For one thing iterating or indexing single elements of a NumPy array is really slow. 一方面,迭代或索引NumPy数组的单个元素确实很慢。 I recently answered a question including a lot of details (if you're interested you might have a look at it: "convert np array to a set takes too long" ). 我最近回答了一个包含很多细节的问题(如果您有兴趣,可以看一下: “将np数组转换为集合需要太长时间” )。 So the Python approach could be faster simply by converting the array to a list : 因此,通过将array转换为list ,Python方法可能会更快:
def func():
sample = np.random.random_sample((100, 2))
disc1 = 0
n_sample = len(sample)
dim = sample.shape[1]
sample = sample.tolist() # converted to list
for i in range(n_sample):
prod = 1
for item in sample[i]:
sub = abs(item - 0.5)
prod *= 1 + 0.5 * sub - 0.5 * sub ** 2
disc1 += prod
disc2 = 0
for i, j in itertools.product(range(n_sample), range(n_sample)):
prod = 1
for k in range(dim):
a = 0.5 * abs(sample[i][k] - 0.5)
b = 0.5 * abs(sample[j][k] - 0.5)
c = 0.5 * abs(sample[i][k] - sample[j][k])
prod *= 1 + a + b - c
disc2 += prod
c2 = (13 / 12) ** dim - 2 / n_sample * disc1 + 1 / (n_sample ** 2) * disc2
I also replaced the np.abs calls with normal abs . 我还用普通abs替换了np.abs调用。 The normal abs has a lower overhead! 普通abs的开销较低! And also changed some other parts. 并且还更改了其他一些部分。 In the end this is more than 10-20 times faster than your original "normal" approach. 最后,这比原始的“常规”方法快10到20倍。

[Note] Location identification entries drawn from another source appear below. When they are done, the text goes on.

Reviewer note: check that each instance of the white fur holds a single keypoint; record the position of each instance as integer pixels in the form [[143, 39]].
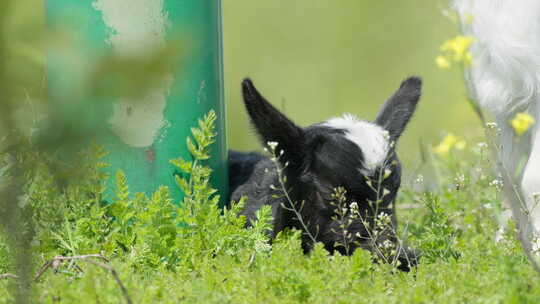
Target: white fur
[[506, 53], [505, 78], [371, 138]]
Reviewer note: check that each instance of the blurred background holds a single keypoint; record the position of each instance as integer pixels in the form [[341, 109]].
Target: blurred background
[[313, 59]]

I didn't have time to check the NumPy approach yet and @Divarkar already included a really good and optimized approach. 我还没有时间检查NumPy的方法,@ Divarkar已经包含了一个非常好的和优化的方法。 Comparing the two approaches: 比较两种方法:
def func_numpy():
sample = np.random.random_sample((100, 2))
disc1 = 0
disc2 = 0
n_sample = len(sample)
dim = sample.shape[1]
disc1 = np.sum(np.prod(1 +
0.5 * np.abs(sample - 0.5) -
0.5 * np.abs(sample - 0.5) ** 2,
axis=1))
prod_arr = 1
for i in range(sample.shape[1]):
s0 = sample[:,i]
prod_arr *= (1 +
0.5 * np.abs(s0[:,None] - 0.5) +
0.5 * np.abs(s0 - 0.5) -
0.5 * np.abs(s0[:,None] - s0))
disc2 = prod_arr.sum()
c2 = (13 / 12) ** dim - 2 / n_sample * disc1 + 1 / (n_sample ** 2) * disc2
print('Normal function time: ' ,
timeit.repeat('func()', number=20, repeat=3, setup="from __main__ import func"))
# Normal function time: [1.4846746248249474, 1.5018398493266432, 1.5476674017127152]
print('numpy function time: ',
timeit.repeat('func_numpy()', number=20, repeat=3, setup="from __main__ import func_numpy"))
# numpy function time: [0.020140038561976326, 0.016502230831292763, 0.016452520269695015]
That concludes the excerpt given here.